Brennan wanted to create a pay plan that could stabilize things, creating consistent profit while allowing his staff to feel well compensated.

The Plan

Most business owners tend to be control freaks, Wells admits, As he had during the years of building his shop, Brennan looked to every outlet he could find to get information on successful pay plans. He took courses, he picked the brains of group members and he talked it over with his staff.

After a several months of tweaking and tinkering, he came up with a plan that included a tiered, hourly base pay plus hourly incentive-based increases in wages.

Base Pay. Brennan broke the base pay into three tiers based on experience and ability level of his technicians, classified as A, B and C. Each level has a starting base pay, or an hourly wage that the technician earns just for being at work. And, per state law, if they work above 40 hours in a week, they get time and a half on that base number. The key, Brennan says, was to keep this number relatively low, so the techs would be motivated to earn incentives.

Hourly Incentive Bonuses. Additional pay is based on a productivity scale, set up to advance the technician’s wage each time they hit a new threshold of billed hours completed. For instance, if a technician has base pay of $9 per hour and then hits between 30–40 hours billed in a pay period, he will get just a $9 bump in pay to $18 per hour. If he or she hits the 40–45 range, the tech may get an $18 bump from the base number, adding up to $27 per hour and so on, until they reach the final level of 60-plus billed hours. 

The Implementation

Although his staff size is not overly large, Brennan was well aware that a change like this was incredibly significant to his staff. That’s why he didn’t simply overhaul the system overnight.

“I met with my staff, I met with other people in the industry, people in my group, and tried to identify every bottleneck in my shop that could hurt this plan,” he says. “Little things, like the layout of the shop, the way jobs were handed out, could take time away from the techs and hurt their ability to earn. If I was going to make it work, I had to give them the best chance to make it succeed.”

Brennan and his team rearrange equipment and tools to allow for easier mobility in the shop. He added a “job rack” to a wall in the office to organize workflow through a system of color-coded clipboards. He began using the time clock in his management system for techs to check in and out of jobs. They streamlined the parts ordering system. And, in his biggest move, he added a garage door, allowing his team to move vehicles in and out of each bay with ease.

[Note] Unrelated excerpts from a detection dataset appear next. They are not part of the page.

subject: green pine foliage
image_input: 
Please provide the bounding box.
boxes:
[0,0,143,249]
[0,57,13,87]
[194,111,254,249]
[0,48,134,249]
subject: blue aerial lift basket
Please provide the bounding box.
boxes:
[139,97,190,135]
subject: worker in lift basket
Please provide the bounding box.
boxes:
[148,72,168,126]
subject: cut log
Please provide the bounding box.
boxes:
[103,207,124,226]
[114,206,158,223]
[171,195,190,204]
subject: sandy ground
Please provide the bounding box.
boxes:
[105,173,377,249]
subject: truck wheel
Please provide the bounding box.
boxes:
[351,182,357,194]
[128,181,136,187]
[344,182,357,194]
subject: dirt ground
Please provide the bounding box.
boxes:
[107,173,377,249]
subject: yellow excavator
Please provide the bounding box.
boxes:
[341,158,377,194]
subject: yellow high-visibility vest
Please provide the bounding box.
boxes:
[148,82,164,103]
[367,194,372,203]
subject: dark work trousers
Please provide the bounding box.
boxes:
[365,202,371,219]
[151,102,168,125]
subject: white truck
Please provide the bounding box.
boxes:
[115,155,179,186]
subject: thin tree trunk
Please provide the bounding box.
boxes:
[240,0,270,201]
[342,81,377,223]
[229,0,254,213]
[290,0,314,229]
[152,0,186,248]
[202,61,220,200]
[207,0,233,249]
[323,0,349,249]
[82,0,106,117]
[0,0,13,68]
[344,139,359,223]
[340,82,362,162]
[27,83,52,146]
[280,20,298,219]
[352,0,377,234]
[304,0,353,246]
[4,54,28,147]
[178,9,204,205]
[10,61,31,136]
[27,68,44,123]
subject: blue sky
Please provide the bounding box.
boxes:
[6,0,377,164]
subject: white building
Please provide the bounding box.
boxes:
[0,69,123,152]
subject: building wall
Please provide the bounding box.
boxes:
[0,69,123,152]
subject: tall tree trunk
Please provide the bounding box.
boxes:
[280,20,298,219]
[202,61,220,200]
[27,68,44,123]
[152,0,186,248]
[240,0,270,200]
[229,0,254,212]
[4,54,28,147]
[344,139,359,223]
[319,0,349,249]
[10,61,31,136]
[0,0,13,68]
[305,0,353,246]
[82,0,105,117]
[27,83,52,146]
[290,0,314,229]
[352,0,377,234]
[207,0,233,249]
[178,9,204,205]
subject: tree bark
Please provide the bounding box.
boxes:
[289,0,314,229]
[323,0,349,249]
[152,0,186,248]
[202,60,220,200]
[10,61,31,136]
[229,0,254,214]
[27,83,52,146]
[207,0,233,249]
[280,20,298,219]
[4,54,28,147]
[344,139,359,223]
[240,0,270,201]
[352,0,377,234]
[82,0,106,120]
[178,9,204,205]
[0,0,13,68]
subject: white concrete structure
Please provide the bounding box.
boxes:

Then, Brennan switched his team over one member at a time, beginning with his top technician.

The Result

By early 2013, Brennan had his three technicians switched to incentive-based pay, each with different tweaks in the pay grade. (He has one tech on the A scale, and two on the B, although slightly modified.)

Productivity instantly improved, in part to the pay change and also to the changes to the shop. His shop, which used to hover below the 80 percent productive mark, is now above 100. Sales shot up as well, making 2013 the company’s most successful year to date at $840,000. They’re already on a slightly higher pace in 2014.

And GP on labor has stayed—every, single month—between 68 and 72 percent.

Brennan is now in the process of developing an incentive-based system to pay his service advisor.

The Takeaway

Take a critical eye to your business, Brennan says. Despite what he calls his technician’s mentality of thinking he can “fix anything,” no shop is perfect; “You can always improve.”
“And it’s about finding the right way to make changes and make things work,” he says. “I was against the idea of incentive-based pay, really, just because I didn’t know the right way to do it.

“Switching to this system has allowed us to make a lot of positive changes, beyond just the pay. Our shop is much more efficient and that’s because, as a team, we’re not afraid to find a better way to do things.”